Without getting into the intricacies of the procedural history, the crux of the problem is as follows: Unrelated plaintiffs in a group of hormone replacement therapy cases banded together to defeat diversity jurisdiction by combining their claims against multiple defendants in one case, ensuring that at least one plaintiff asserted a claim against a defendant with the same state citizenship. This approach differs from the “traditional” method of diversity destruction, fraudulent joinder, where a plaintiff joins a non-diverse defendant on a meritless claim.
Although the Eighth Circuit did not adopt a position on “fraudulent misjoinder,” its ultimate disposition was not sympathetic towards the defendants. It did not dispute the district court’s findings that the plaintiffs had taken different HRT drugs, made by different manufacturers, prescribed by different doctors in different states, for varying amounts of time causing various injuries. Instead, the Eighth Circuit noted that “[p]laintiffs‘ claims arise from a series of transactions between HRT pharmaceutical manufacturers and individuals that have used HRT drugs.” Id. “Furthermore, given the nature of the plaintiffs’ claims, this litigation is likely to contain common questions of law and fact.” Id.
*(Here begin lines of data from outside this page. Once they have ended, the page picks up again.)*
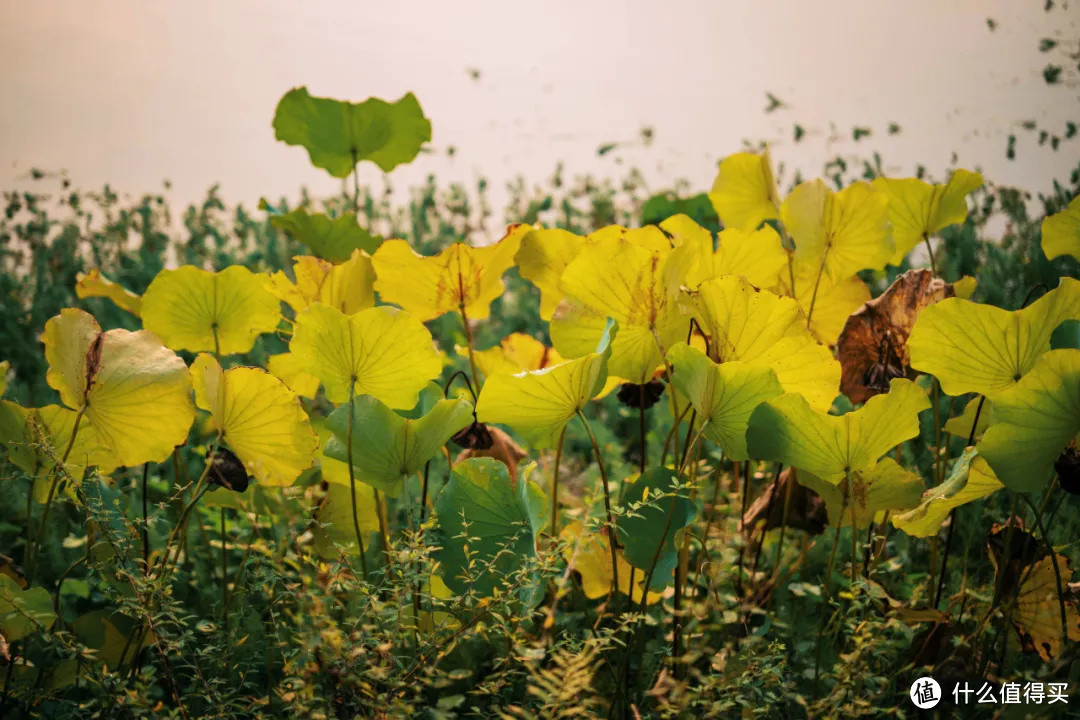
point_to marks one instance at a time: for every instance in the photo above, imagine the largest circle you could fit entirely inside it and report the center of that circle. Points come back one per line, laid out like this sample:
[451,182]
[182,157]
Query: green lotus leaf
[787,430]
[487,527]
[971,479]
[111,635]
[875,490]
[329,239]
[724,394]
[645,532]
[23,612]
[387,447]
[338,134]
[1034,421]
[539,404]
[974,348]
Note that even if there was a misjoinder, there is apparently some level of misjoinder that would still defeat diversity but would not approach the type of “egregious misjoinder” necessary to sustain federal subject matter jurisdiction.
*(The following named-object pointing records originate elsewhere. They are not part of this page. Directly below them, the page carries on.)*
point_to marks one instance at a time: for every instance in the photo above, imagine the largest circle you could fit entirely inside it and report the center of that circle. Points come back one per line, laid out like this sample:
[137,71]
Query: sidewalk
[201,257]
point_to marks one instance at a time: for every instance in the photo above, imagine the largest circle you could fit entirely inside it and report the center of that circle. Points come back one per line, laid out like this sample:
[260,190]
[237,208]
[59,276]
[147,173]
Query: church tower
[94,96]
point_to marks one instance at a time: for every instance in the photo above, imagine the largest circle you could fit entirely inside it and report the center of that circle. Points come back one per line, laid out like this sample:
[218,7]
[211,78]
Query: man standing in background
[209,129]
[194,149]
Plaintiffs are structuring suits in the products liability realm to defeat complete diversity but are stopping short of reaching removal jurisdiction under the Class Action Fairness Act of 2005 (“CAFA“). Perhaps the defense bar should remain satisfied with CAFA for the time being. Cases go both ways, but a straight-forward reading of 28 U.S.C. 1446(b) seems to suggest that a court’s analysis of removal should be more akin to a Rule 12(b) motion as opposed to a summary judgment motion. The defense bar may need to balance the need to move its cases forward with the possibility of asking a federal court to gaze into the future, review discovery, define what a transaction or “series of transactions” is in the context of the particular matter, and determine whether any misjoinder is so egregious that federal jurisdiction is proper.